Do we really need benefits brokers anymore?
The guy or gal that shows up in your office once a year to tell you how your premiums are going up and your benefits are going down?
And then disappears for the next 364 days.
Yeah, that guy. Do we need him or her anymore?
I tried to answer this question while sitting on a panel of journalists yesterday at the annual meeting of the Indianapolis Association of Health Underwriters (read: benefits brokers and vendors).
The question I was actually asked was about whether the Indiana University Health hospital system would start acting like an insurance agency to bring customers to MDwise, the health plan co-owned by IU Health, which is selling coverage via the Obamacare exchanges.
You see, MDwise, unlike Anthem Blue Cross and Blue Shield, doesn't pay commissions to brokers for selling its insurance policies. So if a benefits broker helps a customer sign up for MDwise, the broker will earn no money for doing so.
At least under the old business model used by benefits brokers.
Under that business model, brokers' incomes come via commissions added to the premiums paid by employers and individuals when they buy health insurance.
"If MDwise can figure out a way to connect customers to its health plan without using brokers, then you should be worried. Or you should find a different business model."
I added that many industries have abandoned the distribution systems they once relied on. I mentioned newspapers gradually moving away from print now that the distribution of information can happen digitally.
If I had been quicker on my feet, I would have mentioned airlines moving away from travel agents once they had Expedia. Or law firms hiring far fewer couriers after the creation of PDFs and PDF scanners.

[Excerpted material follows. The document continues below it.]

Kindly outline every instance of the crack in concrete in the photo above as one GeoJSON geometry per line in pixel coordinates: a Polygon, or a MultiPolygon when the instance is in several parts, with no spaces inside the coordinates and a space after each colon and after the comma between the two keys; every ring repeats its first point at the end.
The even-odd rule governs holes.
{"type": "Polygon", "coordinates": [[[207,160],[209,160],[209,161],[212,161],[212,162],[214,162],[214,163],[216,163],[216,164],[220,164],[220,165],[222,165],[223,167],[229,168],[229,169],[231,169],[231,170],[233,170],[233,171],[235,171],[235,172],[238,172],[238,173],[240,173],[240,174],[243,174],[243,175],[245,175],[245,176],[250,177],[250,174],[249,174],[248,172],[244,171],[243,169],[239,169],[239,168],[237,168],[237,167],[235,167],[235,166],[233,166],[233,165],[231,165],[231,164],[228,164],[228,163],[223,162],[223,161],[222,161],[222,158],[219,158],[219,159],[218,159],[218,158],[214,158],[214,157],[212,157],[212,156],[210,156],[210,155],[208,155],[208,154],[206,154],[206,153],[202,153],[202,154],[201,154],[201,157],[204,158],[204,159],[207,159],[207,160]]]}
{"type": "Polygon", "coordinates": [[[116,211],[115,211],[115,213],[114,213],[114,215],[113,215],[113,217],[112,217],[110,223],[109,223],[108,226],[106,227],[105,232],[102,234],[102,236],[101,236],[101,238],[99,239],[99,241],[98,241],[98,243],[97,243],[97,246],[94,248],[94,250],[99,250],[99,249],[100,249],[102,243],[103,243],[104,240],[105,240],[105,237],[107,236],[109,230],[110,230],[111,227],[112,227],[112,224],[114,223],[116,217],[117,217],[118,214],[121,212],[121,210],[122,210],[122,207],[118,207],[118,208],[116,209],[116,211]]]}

So if the question is, do we need benefits brokers operating under their old, purely commission-based business model any more, the answer will soon be an emphatic no.
But if the question is, do we need benefits brokers working under new business models, then the answer is a definite yes.
I told the audience at the Downtown Marriott hotel that the profile of benefits brokers is bound to increase in the next few years because the need for them will increase.
Because the days of employers making nearly all the decisions about which health plans their employees buy, those days are coming to an end.
For two key reasons:
First, employees are already paying 41 percent of the costs of employer-sponsored health insurance--when both their premium contributions and their out-of-pocket spending is combined. And that percentage is headed to more than 50 percent in the next 3-5 years.
I got these startling statistics from this much-discussed presentation by Mark Bertolini, the CEO of Aetna Inc., last week. You can read an edited summary of his talk on Forbes.com.
I previously thought employees were paying 28 percent of the cost of their health care benefits (and only 17 percent for single coverage). Those are the latest data from Kaiser Family Foundation's annual survey of employers.
But those are just the percentages that workers pay of the insurance premiums.
With the proliferation of high-deductible health plans, employees have been taking on more of the total costs. And that means their say on what plans they can purchase is going up too.
Second, employers are trying to keep the cost of their health insurance plans low enough so as not to trigger Obamacare’s Cadillac tax in 2018. That means many of them are adopting a defined-contribution strategy, using either a private exchange or the public Obamacare exchanges or both, to let their workers select their own health plan.
Consumers will need help making these complex decisions. Help that brokers are well-suited to provide.
But brokers will have to figure out ways to serve large numbers of individual customers, not just the CFOs and HR directors of companies.
The private exchanges are one such example. Many of them were created by the nation's largest brokerage firms--Aon Hewitt, Mercer, Gallagher, etc.--as a way to allow each employee to select a health plan. And, yes, the brokers that run these exchanges collect a commission from the health plans sold on their exchange.
Another example of a new business model can be seen at Indianapolis-based Nefouse & Associates, which set up a web site at the address indianahealthinsuranceexchange.com to bring in such a high volume of customers, that the small-dollar commissions earned on each one could be profitable.
Or brokers may need to figure out how to make money even from plans that don’t pay commissions.
An example is Bernard Health, out of Tennessee, which has set up two retail stores in Indianapolis to provide counseling to small businesses and individuals for a fee. Then if they buy insurance that pays a commission, Bernard Health gets that too. But its livelihood doesn’t depend on it.
Or, if brokers still want to serve mostly employer clients, they’ll need to become more valuable. Some large brokerages have hired actuaries and financial analysts to run complex cost scenarios for their clients, which the firms bill directly for the services they provide. In that way, firms such as MJ Insurance and Gregory & Appel and Apex Benefits and others, act more like consultants than brokers.
Others, such as KBIC, a firm started by former broker Andy Kaelin in Indianapolis, are taking on the entire human resources duties around health insurance for small businesses. KBIC doesn’t earn commissions, instead it gets paid to develop strategies, interface with brokers, communicate with employees and troubleshoot any problems that come up—all year long.
Several people came up to me after the panel discussion, to tell me how they’re adopting a new business model to serve customers in these changing times.
I look forward to what else brokers come up with.